James Lileks: Sidewalk shoveling is a legal snow job

It's not often that I advocate breaking the law, as well as shattering the social compact that binds cold-weather residents together in our most perilous times, but the alternative is shattering your hip.

Here's the heresy, as hot and straight as I can serve it: Don't shovel your walk. Everyone will be better off.

Now, let me qualify that a bit before the Minneapolis Snow Police SWAT team shows up at my door.

As you may have noticed, earlier this year we were provided, free of charge, with a generous ration of snow, courtesy of the Thanksgiving Snow Nightmare Crisis of 2019. We'll be talking about that one for years, right?

"Well, they started warning us about the Death Storm a few days before, and I didn't pay no mind until the TV stations sent reporters to the airport to interview people who had changed their flights and were leaving a day early. That's when I realized our lives were at stake."

No, we won't say that. It wasn't a bad storm. And, yes, I went out in advance for bread, milk and toilet paper. But something in my bones said the storm was oversold, and I'd be fine with a baguette, a school-lunch carton of skim and a single roll.

The storm had a few phases. The first ration of snow I removed with the snowblower, which is a one-stage machine. (The difference between a one-stage and a two-stage is that no one with a two-stage ever wishes they had a one-stage.)

Then came more snow, which was either a heavy dusting or a light coating _ you need a meteorologist's license to know the difference.

It seemed like overkill to gas up the Toro to snowblow a dusting, and if you understand that sentence, you are a true Minnesotan. But you have to shovel the walks, right? It's the law.

I made one quick pass with a shovel. Then it snowed again, so I fueled up the hard-precipitation rearranger, and if you understand that sentence you are a true Minnesotan with a thesaurus.

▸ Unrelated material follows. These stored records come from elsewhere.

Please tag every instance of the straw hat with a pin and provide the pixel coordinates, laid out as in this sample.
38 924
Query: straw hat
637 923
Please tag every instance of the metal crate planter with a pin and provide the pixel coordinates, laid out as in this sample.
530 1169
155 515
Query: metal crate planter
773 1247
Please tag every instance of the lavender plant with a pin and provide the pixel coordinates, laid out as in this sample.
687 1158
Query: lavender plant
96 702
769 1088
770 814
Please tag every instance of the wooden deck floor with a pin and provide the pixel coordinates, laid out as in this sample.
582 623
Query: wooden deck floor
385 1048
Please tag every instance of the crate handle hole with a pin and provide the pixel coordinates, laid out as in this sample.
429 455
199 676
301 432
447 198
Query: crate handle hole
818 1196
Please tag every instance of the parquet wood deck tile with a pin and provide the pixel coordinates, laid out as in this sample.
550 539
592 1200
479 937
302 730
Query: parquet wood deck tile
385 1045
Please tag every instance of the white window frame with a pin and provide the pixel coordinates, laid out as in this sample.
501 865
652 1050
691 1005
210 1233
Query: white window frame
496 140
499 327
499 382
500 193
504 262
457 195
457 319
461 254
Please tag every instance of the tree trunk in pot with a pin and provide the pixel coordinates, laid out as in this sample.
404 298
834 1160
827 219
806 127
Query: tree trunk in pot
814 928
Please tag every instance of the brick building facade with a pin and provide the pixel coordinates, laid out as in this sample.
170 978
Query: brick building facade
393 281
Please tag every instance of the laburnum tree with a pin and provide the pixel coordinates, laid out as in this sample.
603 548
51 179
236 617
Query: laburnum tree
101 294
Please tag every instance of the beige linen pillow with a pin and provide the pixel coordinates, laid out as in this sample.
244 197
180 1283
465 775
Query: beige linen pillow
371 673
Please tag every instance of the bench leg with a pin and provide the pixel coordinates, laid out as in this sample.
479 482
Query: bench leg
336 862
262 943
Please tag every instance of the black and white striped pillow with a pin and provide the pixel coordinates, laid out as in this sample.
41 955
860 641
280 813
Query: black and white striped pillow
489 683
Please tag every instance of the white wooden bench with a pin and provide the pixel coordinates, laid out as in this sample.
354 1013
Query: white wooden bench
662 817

Under the snow ... was ice.

Ice is our enemy. A month ago we walked the sidewalks with a carefree stride; now we look for those shiny patches that spell treachery. One moment you're striding along, next moment you're thinking,: "So my tailbone is made of peanut brickle. Who knew?"

Sure, you can attach to your shoes those metal grippy-things _ I hope I'm not getting too technical for you _ and walk along with confidence. But sometimes you forget you have them on. You're listening to the news as you walk the dog, you get all het up about something and leave them on when you get home, only to discover deep bright gouges in the floor all over the house an hour later.

"Honey, I think we need to trim the dog's nails," you shout, but trust me, that works only once.

Here's where I start to run afoul of the law. If we don't shovel the dusting, it provides protection from the ice. A thin layer of crunchy snow gives you traction. Besides, we'll never get the sidewalks down to bare cement for the rest of winter, and we all know it. If the compacted dusting is slickery, strew some grit _ another sentence Minnesotans understand without explanation.

Along with "it's too early to be tired of this," but that's not something only we say. Aloud.